Pokemon Trainer is Machine Learning extension of Twitch Plays Pokemon Battle Revolution.
Development (To-Do) Plan:
- Data Retrieval: Implemented example stream to image sequence, will be revisited later in development.
- Pre-processing 1 (Image to Text): WIP
- Pre-processing 2 (Text to Feature)
- Model Training
- Model Testing
- Integration (optional)
- Refactoring/Extras?
Requirements (will move this to requirements file):
- A Linux Distribution, Ubuntu is recommended
- Python 3 (This is a python project after all...)
- Streamlink ( https://github.com/streamlink/streamlink )
- Curl (sudo apt install curl)
- ffmpeg ( https://ffmpeg.org )
- Others as they're added to the project...
Q&A:
- What is Twitch Plays Pokemon? (abbreviated as TPP)
Short Answer: Pokemon games where the input is "crowd-sourced" Long Answer: https://en.wikipedia.org/wiki/Twitch_Plays_Pokemon
- What is TPP Battle Revolution?
A specific TPP game. Unlike most other Pokemon games, this one is similar to an 2-player arcade fighter game, but with Pokemon. Pokemon are randomly generated for 3-vs-3 battles, players choose a side and collectively choose their actions.
- How is Pokemon Trainer an extension of TPP Battle Revolution?
My goal for Pokemon Trainer is to create a new mode for TPP Battle Revolution. This mode is similar to the other TPP games such that players will be working together against a "CPU". However this CPU will actually be making its decisions based off a machine learning algorithm.
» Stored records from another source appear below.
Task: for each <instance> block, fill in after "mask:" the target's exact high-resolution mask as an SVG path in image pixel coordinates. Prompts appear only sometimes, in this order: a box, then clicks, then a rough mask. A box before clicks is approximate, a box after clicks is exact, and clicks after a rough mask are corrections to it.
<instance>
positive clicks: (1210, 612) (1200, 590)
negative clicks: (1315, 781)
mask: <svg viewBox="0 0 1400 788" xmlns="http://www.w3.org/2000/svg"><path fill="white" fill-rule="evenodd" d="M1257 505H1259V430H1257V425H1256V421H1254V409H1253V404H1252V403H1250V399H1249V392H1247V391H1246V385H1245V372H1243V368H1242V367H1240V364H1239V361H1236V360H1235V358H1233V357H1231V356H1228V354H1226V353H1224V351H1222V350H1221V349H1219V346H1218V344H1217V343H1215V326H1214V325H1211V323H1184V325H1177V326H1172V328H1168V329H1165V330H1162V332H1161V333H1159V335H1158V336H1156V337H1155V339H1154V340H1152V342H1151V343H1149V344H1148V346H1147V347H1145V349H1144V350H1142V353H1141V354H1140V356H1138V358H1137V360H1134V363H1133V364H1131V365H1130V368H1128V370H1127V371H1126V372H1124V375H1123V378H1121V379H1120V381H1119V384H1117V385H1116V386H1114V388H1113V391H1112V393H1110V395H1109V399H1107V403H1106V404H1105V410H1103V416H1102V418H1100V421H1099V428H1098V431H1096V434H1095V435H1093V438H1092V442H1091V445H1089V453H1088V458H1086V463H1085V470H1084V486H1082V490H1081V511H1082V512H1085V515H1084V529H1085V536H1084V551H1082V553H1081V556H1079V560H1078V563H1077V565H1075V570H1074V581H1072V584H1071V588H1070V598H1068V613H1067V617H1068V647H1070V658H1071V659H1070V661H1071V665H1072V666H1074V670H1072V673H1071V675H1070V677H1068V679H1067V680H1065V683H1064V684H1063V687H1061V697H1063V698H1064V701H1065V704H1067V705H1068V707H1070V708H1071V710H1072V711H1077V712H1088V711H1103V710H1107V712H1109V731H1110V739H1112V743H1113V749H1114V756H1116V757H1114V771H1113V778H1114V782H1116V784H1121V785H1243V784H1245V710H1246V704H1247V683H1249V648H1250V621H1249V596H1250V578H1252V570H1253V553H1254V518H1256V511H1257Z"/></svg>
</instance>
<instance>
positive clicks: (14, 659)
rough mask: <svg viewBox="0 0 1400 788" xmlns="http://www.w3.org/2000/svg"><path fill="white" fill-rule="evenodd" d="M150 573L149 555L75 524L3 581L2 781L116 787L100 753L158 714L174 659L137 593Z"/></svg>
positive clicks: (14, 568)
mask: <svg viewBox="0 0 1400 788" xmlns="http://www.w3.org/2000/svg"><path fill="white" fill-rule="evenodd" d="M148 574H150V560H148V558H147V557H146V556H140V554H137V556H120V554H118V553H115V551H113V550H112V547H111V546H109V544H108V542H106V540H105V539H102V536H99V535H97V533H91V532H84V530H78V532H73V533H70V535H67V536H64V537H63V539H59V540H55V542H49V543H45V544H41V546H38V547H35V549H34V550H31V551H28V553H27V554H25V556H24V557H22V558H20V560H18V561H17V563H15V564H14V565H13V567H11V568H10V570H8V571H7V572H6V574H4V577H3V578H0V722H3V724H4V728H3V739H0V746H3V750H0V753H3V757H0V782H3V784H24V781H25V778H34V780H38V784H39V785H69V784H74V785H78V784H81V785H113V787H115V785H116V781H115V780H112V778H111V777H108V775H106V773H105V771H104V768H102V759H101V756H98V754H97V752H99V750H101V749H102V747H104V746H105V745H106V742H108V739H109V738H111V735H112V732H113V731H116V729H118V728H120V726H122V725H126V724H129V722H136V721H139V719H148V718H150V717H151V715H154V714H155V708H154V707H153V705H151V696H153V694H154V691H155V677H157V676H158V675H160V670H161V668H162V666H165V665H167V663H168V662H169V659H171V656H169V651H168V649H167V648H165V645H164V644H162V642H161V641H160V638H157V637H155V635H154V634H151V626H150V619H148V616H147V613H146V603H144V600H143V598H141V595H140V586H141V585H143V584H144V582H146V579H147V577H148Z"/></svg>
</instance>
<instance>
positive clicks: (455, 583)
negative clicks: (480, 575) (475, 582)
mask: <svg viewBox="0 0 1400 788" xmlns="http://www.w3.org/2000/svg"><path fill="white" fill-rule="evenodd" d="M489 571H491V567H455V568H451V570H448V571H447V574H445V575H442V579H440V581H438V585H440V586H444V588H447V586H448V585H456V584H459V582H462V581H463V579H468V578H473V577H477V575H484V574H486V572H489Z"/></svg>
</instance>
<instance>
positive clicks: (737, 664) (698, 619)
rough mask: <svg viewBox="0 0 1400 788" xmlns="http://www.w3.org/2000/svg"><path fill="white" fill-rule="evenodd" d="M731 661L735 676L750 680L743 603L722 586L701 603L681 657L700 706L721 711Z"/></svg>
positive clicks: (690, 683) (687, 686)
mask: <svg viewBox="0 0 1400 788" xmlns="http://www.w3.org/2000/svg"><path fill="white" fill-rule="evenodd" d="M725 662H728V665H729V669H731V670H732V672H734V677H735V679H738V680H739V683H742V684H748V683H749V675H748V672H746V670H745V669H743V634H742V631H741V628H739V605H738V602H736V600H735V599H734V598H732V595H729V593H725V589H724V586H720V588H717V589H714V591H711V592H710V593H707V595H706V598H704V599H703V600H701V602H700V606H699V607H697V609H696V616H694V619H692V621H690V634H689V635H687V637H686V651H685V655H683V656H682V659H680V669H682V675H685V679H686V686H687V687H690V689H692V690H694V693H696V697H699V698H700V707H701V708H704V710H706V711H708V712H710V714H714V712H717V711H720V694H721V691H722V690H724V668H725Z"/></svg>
- How do you plan on doing this?
Initially I need data to work with, there are currently two sources I can use. First is the TPP match details API, second is the live stream itself. However both of these are not programmer friendly data. Pre-processing the data will be needed (especially the latter source).
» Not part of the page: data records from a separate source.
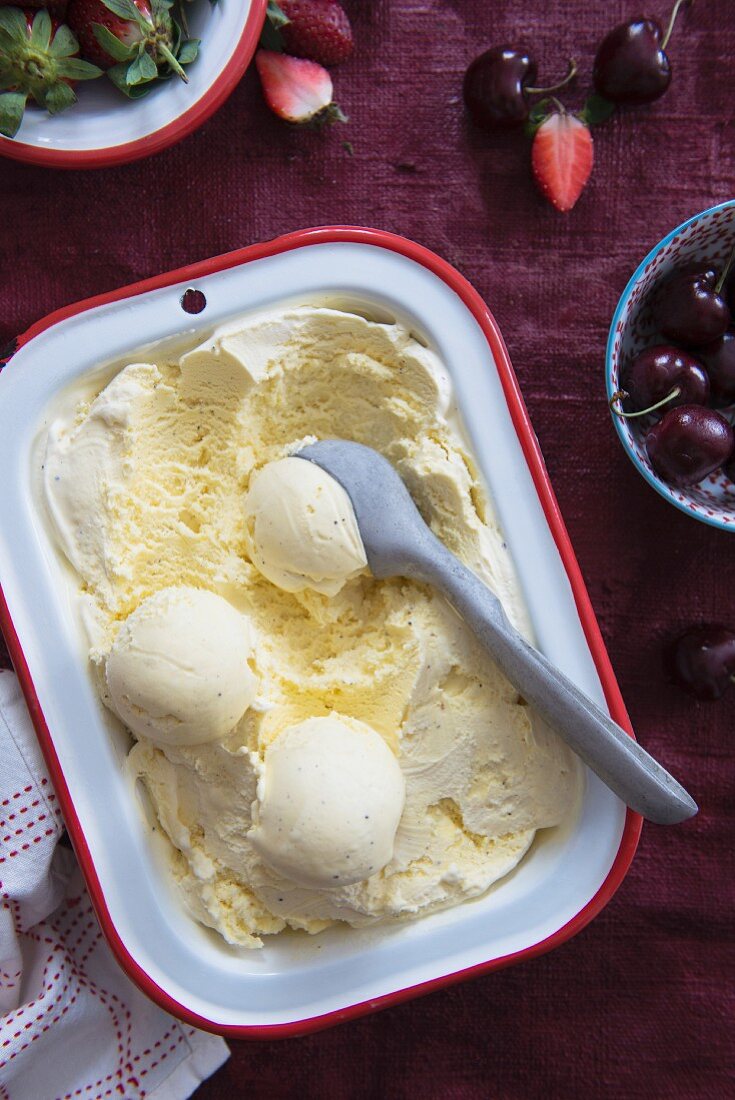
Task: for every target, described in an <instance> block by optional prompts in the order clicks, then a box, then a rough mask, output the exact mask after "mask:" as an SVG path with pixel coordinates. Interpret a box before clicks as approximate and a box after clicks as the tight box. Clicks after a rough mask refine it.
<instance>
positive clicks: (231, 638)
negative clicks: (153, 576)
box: [106, 587, 257, 745]
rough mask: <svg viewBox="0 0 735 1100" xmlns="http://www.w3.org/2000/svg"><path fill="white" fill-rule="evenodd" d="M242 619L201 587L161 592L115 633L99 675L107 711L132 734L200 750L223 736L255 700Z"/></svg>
mask: <svg viewBox="0 0 735 1100" xmlns="http://www.w3.org/2000/svg"><path fill="white" fill-rule="evenodd" d="M252 651H253V637H252V631H251V629H250V626H249V624H248V620H246V619H245V617H244V616H243V615H241V614H240V613H239V612H237V610H235V609H234V607H232V606H231V605H230V604H228V602H227V601H226V599H222V597H221V596H218V595H216V594H215V593H213V592H206V591H202V590H200V588H187V587H171V588H162V590H161V591H160V592H156V593H155V594H154V595H152V596H149V597H147V598H146V599H144V601H143V602H142V603H141V604H140V606H139V607H136V609H135V610H134V612H133V613H132V615H130V616H129V617H128V618H127V619H125V620H124V623H123V624H122V626H121V627H120V629H119V630H118V634H117V636H116V639H114V641H113V642H112V648H111V649H110V653H109V657H108V658H107V665H106V676H107V685H108V690H109V693H110V700H111V702H112V707H113V708H114V711H116V713H117V714H118V716H119V717H120V718H122V720H123V722H124V723H125V724H127V725H128V726H129V728H130V729H132V731H133V733H134V734H136V736H138V737H149V738H150V739H151V740H152V741H155V742H156V744H158V745H199V744H201V742H202V741H213V740H217V739H218V738H222V737H224V736H226V735H227V734H229V733H230V730H231V729H233V728H234V727H235V726H237V724H238V723H239V722H240V719H241V718H242V716H243V714H244V713H245V711H246V709H248V707H249V706H250V704H251V703H252V702H253V700H254V698H255V690H256V683H257V682H256V679H255V675H254V673H253V672H252V670H251V668H250V665H249V663H248V662H249V661H250V660H251V659H252Z"/></svg>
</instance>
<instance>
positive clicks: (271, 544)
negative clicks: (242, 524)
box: [244, 458, 368, 596]
mask: <svg viewBox="0 0 735 1100" xmlns="http://www.w3.org/2000/svg"><path fill="white" fill-rule="evenodd" d="M244 511H245V539H246V542H248V549H249V552H250V557H251V559H252V561H253V563H254V564H255V565H256V566H257V569H260V571H261V573H262V574H263V576H266V577H267V579H268V581H272V583H273V584H277V585H278V587H279V588H284V590H285V591H286V592H301V591H303V590H304V588H314V590H315V592H321V593H322V594H323V595H326V596H336V595H337V593H338V592H339V591H340V590H341V588H342V587H343V586H344V584H345V583H347V582H348V581H350V580H352V577H353V576H356V575H358V574H359V573H361V572H362V571H363V570H364V569H365V566H366V565H368V559H366V558H365V548H364V547H363V544H362V539H361V537H360V530H359V528H358V520H356V519H355V516H354V510H353V508H352V504H351V502H350V498H349V496H348V495H347V493H345V492H344V489H343V488H342V486H341V485H340V484H339V482H337V481H334V478H333V477H330V475H329V474H328V473H326V472H325V471H323V470H321V469H320V467H319V466H317V465H315V464H314V463H312V462H307V461H306V460H305V459H298V458H287V459H278V460H277V461H276V462H268V464H267V465H265V466H263V469H262V470H256V471H255V473H254V474H253V476H252V477H251V481H250V488H249V491H248V495H246V496H245V502H244Z"/></svg>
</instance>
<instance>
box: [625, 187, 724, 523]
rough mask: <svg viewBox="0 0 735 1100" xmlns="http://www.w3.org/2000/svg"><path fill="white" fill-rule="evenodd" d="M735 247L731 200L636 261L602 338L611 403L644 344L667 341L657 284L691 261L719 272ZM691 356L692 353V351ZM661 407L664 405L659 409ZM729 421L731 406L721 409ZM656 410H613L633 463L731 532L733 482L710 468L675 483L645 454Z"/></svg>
mask: <svg viewBox="0 0 735 1100" xmlns="http://www.w3.org/2000/svg"><path fill="white" fill-rule="evenodd" d="M733 249H735V199H729V200H728V201H727V202H721V204H718V205H717V206H715V207H711V208H710V209H709V210H703V211H702V212H701V213H696V215H694V216H693V217H692V218H688V219H687V221H684V222H682V223H681V226H677V228H676V229H672V230H671V232H670V233H667V235H666V237H665V238H663V239H662V240H661V241H659V242H658V244H656V245H655V246H654V248H652V249H651V250H650V252H649V253H648V255H647V256H646V257H645V259H644V260H641V261H640V263H639V264H638V266H637V267H636V270H635V272H634V273H633V275H632V276H630V278H629V281H628V285H627V286H626V288H625V290H624V292H623V294H622V295H621V299H619V301H618V304H617V307H616V309H615V312H614V315H613V320H612V322H611V326H610V334H608V337H607V351H606V357H605V386H606V389H607V400H608V401H612V399H613V397H614V395H615V394H616V393H617V392H618V390H619V388H621V377H622V376H623V375H624V373H625V370H626V366H627V364H628V363H629V362H630V361H632V360H633V359H635V356H636V355H638V354H640V352H641V351H644V350H645V349H646V348H650V346H652V345H654V344H657V343H670V342H671V341H669V340H665V339H663V338H662V337H661V334H660V333H659V332H658V331H657V329H656V323H655V320H654V311H652V308H651V305H652V301H654V297H655V295H656V294H657V293H658V290H659V288H660V286H661V283H662V282H663V281H665V279H667V278H668V277H669V276H670V275H672V274H673V272H674V271H676V270H677V268H679V267H683V266H684V265H685V264H690V263H692V262H702V261H703V262H705V263H707V264H712V265H714V267H715V270H720V271H722V268H723V266H724V265H725V264H726V263H727V260H728V257H729V255H731V253H732V251H733ZM692 354H693V355H694V356H696V352H692ZM662 411H666V410H662ZM720 411H721V412H724V415H725V416H726V418H727V419H728V420H729V421H731V423H732V422H733V411H735V410H734V409H732V408H731V409H721V410H720ZM657 419H658V417H657V416H656V415H652V414H651V416H649V417H640V418H639V419H638V418H633V419H625V418H623V417H619V416H616V415H615V412H613V422H614V425H615V430H616V431H617V434H618V438H619V440H621V442H622V444H623V447H624V449H625V451H626V453H627V455H628V458H629V459H630V461H632V462H633V464H634V466H635V467H636V470H637V471H638V473H639V474H641V476H643V477H644V478H645V480H646V481H647V482H648V484H649V485H650V486H651V487H652V488H655V489H656V492H657V493H660V495H661V496H662V497H663V498H665V499H666V500H668V502H669V504H672V505H674V507H677V508H679V509H680V510H681V511H683V513H685V514H687V515H688V516H692V517H693V518H694V519H699V520H700V521H701V522H703V524H709V525H710V526H711V527H718V528H720V529H721V530H725V531H735V483H734V482H732V481H731V480H729V477H727V476H726V475H725V474H724V473H723V471H722V470H715V471H714V473H712V474H710V475H709V476H707V477H705V478H704V480H703V481H701V482H700V483H699V485H690V486H688V487H685V488H679V487H678V486H676V485H668V484H667V483H666V482H665V481H663V480H662V478H661V477H659V475H658V474H657V473H656V471H655V470H654V467H652V466H651V464H650V461H649V459H648V454H647V453H646V432H647V430H648V428H649V427H650V426H651V425H652V423H654V422H655V421H656V420H657Z"/></svg>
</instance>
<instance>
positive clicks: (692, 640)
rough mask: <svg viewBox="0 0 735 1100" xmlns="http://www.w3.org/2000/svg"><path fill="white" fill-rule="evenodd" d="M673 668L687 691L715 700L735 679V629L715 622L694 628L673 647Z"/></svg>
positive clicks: (709, 698)
mask: <svg viewBox="0 0 735 1100" xmlns="http://www.w3.org/2000/svg"><path fill="white" fill-rule="evenodd" d="M670 663H671V671H672V673H673V676H674V679H676V681H677V683H679V684H680V685H681V686H682V687H683V689H684V691H688V692H689V693H690V694H691V695H694V696H695V697H696V698H703V700H715V698H720V696H721V695H723V694H724V692H725V691H726V690H727V689H728V687H729V685H731V683H733V682H734V681H735V631H733V630H728V629H727V627H725V626H717V625H715V624H712V625H709V626H700V627H693V628H692V629H690V630H687V632H685V634H682V635H681V637H680V638H678V639H677V640H676V642H674V643H673V646H672V649H671V654H670Z"/></svg>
At this point I should have access to the Pokemon that are being used in a battle, and all the attributes that come with them. From here the situation of the match being the features for the ML model and the moves (or pokemon change) being the labels. With the right classification algorithm, the AI should be able to be 'trained' in selecting the right actions.
With an experienced AI, it should be ready to do battle with other players! However integrating this with TPP might be a challenge. It's not just I'm unfamiliar with the entire TPP backend (I don't believe it's open sourced), but TPP development might come with it's own problems, technical or otherwise. Because of this, I consider integration to be an optional development plan. I'll somehow create to 'test' the model, I'm putting more thought into this.
- Why does something here seem strange?
Well to tell you the truth, I'm just winging this. I don't have much formal education on AI/ML and I'm working with some of this software for the first time. I don't know if this is completable or not, but I'll sure try.
- What's with the unrelated pieces of code?
The structure of this project was made in https://github.com/kennethreitz/samplemod please note that some sample code still exists here.
- Why haven't you pushed anything in a while? Have you given up?
I haven't given up! I'm actively looking for another job and putting this project on hiatus until I find one.